NOW and its allies have a major campaign underway to flood the White House with postcards. The cards ask President Clinton to veto any legislation which includes child exclusion provisions, eliminates the entitlements to assistance for all poor children, denies assistance to legal residents or sets time limits, without regard to individual circumstances.
"Stopping this legislation and insuring that the situation does not worsen will take a great deal of effort," said Ireland. "We must make it clear to every Senator and Representative in Washington that voters will not tolerate this blatant scapegoating and punishing of poor women. They must come up with real reform packages, not ones that obscure the issues and solve nothing."
Three major welfare proposals were under consideration in Congress
as this issue went to press. None of those plans confront the real causes
of poverty -- changes in the economy and in education coupled with pay
inequity between men and women. Instead the bills feed on myths that welfare
mothers are lazy, continue to have children in order to receive additional
benefits, and that the women themselves are the primary causes of poverty.
Merari Oritz, a 10-year-old NOW Woman of Courage Award
Winner, inspired crowds in both Columbus, Ohio and Washington, D.C.
Photo By Jill Kantor
The House-passed bill gives financial incentives to states for
reducing the "illegitimacy ratio," a figure obtained by adding the number
of out-of-wedlock births to the number of abortions and dividing by the
number of total births. Reducing the illegitimacy ratio as defined in this
bill, would give states further incentive to reduce the number of abortions
by imposing added restrictions, thus threatening a woman's right to safe
and legal abortion while not resolving the problem of unwanted pregnancies.
By the year 2001, states would be required to show 50 percent participation of welfare recipients in the work program or suffer a 25 percent reduction in their block grant. These stringent work requirements are destined to fail because there is no funding for the necessary training and child care.
The Congressional Budget Office testified that states would have to spend anywhere from 60 to 70 percent of their block grant on child care and training for welfare recipients to be able to meet the work requirements. The projection is that states will simply take the 25 percent penalty rather than comply with the work requirements.
In addition, all immigrant women are denied benefits unless they
are 75 or older and have lived in the United States for at least five years.
This presents a grave danger to immigrant women with children who attempt
to escape abusive relationships.
The Work-First program seeks to turn welfare offices into employment offices.
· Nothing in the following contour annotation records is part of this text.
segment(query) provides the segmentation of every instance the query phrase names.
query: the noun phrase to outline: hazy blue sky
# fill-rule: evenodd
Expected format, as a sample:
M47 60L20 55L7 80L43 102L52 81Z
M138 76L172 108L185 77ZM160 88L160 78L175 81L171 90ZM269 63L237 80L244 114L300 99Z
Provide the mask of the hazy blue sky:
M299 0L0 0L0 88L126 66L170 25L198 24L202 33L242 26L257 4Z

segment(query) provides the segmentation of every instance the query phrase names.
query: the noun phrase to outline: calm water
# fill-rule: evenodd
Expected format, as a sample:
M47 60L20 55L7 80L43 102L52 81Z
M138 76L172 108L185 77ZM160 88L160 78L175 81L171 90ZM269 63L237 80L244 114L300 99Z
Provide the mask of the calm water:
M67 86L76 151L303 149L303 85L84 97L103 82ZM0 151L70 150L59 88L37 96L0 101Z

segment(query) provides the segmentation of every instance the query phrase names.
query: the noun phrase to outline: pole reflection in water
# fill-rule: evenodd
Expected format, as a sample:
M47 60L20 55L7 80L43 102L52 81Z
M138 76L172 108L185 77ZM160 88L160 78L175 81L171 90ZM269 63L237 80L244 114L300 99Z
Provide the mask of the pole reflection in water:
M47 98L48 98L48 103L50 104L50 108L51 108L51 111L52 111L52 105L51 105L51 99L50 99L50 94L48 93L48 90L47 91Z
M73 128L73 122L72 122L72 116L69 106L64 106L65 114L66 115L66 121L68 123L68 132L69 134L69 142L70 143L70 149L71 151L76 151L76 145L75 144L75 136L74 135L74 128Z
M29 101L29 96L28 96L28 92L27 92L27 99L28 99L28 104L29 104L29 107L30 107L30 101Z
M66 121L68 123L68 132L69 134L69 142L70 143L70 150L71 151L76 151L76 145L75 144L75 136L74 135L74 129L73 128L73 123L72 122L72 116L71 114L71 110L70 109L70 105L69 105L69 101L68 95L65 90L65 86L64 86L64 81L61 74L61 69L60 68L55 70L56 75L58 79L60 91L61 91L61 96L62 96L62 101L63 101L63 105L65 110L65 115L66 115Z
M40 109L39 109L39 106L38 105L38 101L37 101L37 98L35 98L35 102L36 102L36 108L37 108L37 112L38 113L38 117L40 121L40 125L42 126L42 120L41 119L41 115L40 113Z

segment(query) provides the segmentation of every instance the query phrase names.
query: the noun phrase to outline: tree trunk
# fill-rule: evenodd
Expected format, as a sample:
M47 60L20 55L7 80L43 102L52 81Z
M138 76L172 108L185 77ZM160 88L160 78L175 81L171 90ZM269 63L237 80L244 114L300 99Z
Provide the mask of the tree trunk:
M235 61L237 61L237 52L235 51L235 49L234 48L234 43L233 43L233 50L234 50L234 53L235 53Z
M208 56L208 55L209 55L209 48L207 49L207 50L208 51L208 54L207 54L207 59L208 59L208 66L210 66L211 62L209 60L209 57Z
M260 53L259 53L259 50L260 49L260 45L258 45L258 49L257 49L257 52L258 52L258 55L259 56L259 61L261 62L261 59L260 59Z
It requires parents to engage in an intensive job search and to sign a Parent Empowerment Contract, an individualized plan to move the parent into the workplace. By 2000, states are required to have 50 percent of recipients employed.
The plan provides for child care and medical care, Medicaid, during the search, as well as an additional year of both services after obtaining employment. This will allow parents to make the transition to work more easily.
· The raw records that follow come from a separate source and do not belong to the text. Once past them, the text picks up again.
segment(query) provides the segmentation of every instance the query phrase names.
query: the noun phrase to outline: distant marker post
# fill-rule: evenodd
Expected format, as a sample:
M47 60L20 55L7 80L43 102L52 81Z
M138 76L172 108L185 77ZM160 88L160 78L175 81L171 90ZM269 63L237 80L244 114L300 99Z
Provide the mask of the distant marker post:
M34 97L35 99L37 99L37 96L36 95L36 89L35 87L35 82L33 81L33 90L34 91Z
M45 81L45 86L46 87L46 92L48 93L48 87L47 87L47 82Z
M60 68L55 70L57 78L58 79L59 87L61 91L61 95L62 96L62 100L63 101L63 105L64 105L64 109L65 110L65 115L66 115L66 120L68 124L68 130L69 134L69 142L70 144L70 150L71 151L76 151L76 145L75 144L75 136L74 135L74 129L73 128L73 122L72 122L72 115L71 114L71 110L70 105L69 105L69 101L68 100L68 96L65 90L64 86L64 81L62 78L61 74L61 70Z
The Democratic leadership's alternative allocates grants to states for
teen pregnancy prevention programs. Absent parents would be forced to support
their children through such devices as uniform child support laws with
strengthened interstate enforcement.
For parents delinquent on child support, the bill requires a payment plan with the state -- the alternative being a choice between community service and jail. Driver's and professional licenses could be suspended.
States have a great deal of flexibility under this plan. They can set benefit levels and decide eligibility. With so much state flexibility, welfare benefits could be radically different in every state.